Heavy Metal's Alien: The Illustrated Story by Archie Goodwin and Walter Simonson was distributed by Simon and Schuster, and it's a graphic (and I mean GRAPHIC) re-telling of the landmark 1979 horror film...down to all the chest-bursting, gory details. 


Character likenesses are good; and even the "tech" (of the Nostromo, Narcissus and the Derelict) exhibits a tremendous fidelity to the movie's production design.

The comic-book adaptation opens with a quote from Joseph Conrad's Heart of Darkness, "We live as we dream - alone," and then launches into the story of the Nostromo's encounter with a hostile life-form. 



The comic follows the details of the theatrical release very closely. For example, it doesn't feature the famous deleted scene with Dallas's transformation into Alien Egg.
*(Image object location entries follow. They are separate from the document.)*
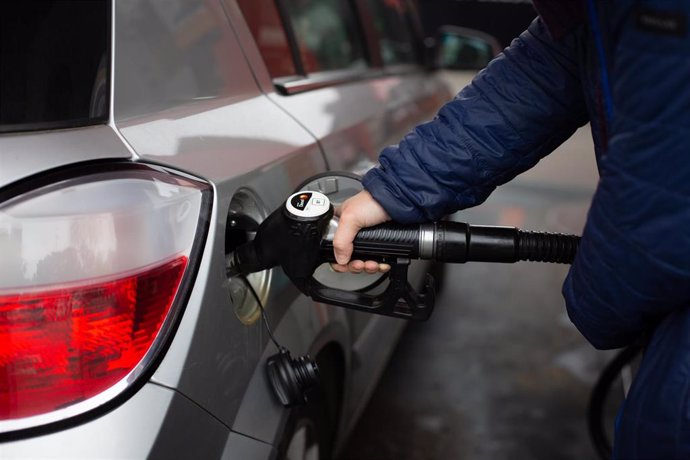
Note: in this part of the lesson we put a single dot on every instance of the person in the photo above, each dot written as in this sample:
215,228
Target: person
624,67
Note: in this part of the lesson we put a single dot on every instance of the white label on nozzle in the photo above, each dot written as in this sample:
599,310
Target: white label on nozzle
308,204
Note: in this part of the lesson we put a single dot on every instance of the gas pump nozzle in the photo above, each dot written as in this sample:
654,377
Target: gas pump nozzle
299,237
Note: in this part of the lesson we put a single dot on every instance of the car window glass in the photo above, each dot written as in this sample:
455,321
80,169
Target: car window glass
395,36
54,59
267,28
326,33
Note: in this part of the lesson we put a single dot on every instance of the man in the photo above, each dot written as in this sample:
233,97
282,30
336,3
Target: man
624,67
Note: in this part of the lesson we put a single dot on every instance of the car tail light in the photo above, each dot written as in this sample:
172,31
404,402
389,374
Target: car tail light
90,272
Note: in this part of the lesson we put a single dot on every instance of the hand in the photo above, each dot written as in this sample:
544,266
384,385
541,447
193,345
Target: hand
358,212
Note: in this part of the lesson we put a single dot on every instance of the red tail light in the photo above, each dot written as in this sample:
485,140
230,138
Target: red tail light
90,270
61,345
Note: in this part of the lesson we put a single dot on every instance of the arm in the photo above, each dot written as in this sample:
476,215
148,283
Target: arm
633,266
522,106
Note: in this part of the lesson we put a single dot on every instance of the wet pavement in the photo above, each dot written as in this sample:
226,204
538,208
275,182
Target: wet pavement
498,372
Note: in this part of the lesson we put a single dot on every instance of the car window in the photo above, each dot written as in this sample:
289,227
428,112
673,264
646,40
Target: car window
326,33
267,28
395,36
54,59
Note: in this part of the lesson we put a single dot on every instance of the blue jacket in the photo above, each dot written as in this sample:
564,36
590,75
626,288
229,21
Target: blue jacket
632,271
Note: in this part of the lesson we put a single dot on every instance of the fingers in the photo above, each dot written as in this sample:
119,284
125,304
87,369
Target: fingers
342,241
359,211
358,266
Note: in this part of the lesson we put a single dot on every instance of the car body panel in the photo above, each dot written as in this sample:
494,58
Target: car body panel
153,423
23,154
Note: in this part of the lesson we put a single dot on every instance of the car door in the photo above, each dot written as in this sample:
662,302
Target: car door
349,73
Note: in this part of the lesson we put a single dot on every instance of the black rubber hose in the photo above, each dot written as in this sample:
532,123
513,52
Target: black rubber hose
597,401
547,247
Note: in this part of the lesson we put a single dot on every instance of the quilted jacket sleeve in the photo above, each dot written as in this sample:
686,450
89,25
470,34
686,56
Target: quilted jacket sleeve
633,266
522,106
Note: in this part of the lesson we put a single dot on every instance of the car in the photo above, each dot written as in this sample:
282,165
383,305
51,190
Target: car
141,141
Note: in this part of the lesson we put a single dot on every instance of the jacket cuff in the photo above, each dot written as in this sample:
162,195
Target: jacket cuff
400,211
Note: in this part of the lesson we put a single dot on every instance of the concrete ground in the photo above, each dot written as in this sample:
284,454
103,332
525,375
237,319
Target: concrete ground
498,372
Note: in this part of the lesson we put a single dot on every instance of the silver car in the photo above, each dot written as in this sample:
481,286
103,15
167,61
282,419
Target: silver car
140,142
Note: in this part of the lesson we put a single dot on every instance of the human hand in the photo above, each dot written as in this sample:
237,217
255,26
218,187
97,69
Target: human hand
358,212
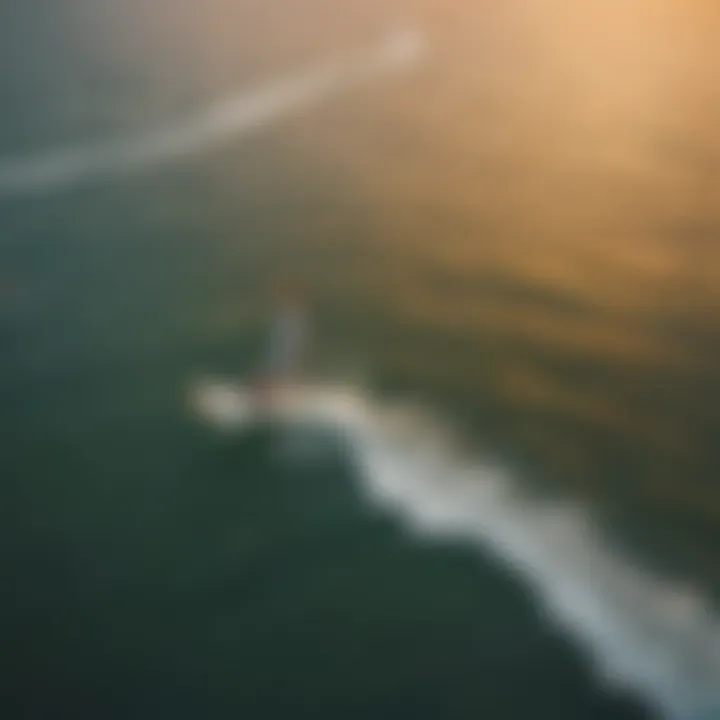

There is, however, some alternate/new dialogue in the Narcissus coda, particularly Ripley's conversation with Jones: "Funny Jones, you what I think I'll miss the most? The smell of Kane's coffee when I first wake up..."

Alien: The Illustrated Story
 originally sold for $3.95, and it's a pretty sturdy book. Hell, it's held up well for thirty years now (about half as long as Ripley's hyper-sleep journey back to Gateway Station...)!

I still haul my copy out every now and then to admire the gonzo, blood-soaked, highly-detailed art work. I thought it would be fun to share a little of that gruesome good stuff today, especially as Alien celebrates a thirty-fifth anniversary this year.

Just gazing at this books with the drawings of the Space Jockey and the alien itself, I'm reminded of how Ridley Scott, H.R. Giger, Sigourney Weaver and Dan O'Bannon pushed the frontiers of space horror in a frightening new direction here. 


The haunted house in space concept had been seen before Alien on several occasions, but never with such visual aplomb and naturalism. I still remember talking to friends and family members about the film, and in particular the harrowing chest-bursting sequence. 

Today, we know it's coming, and we sort of take it for granted. But back then, it had people puking in the aisles.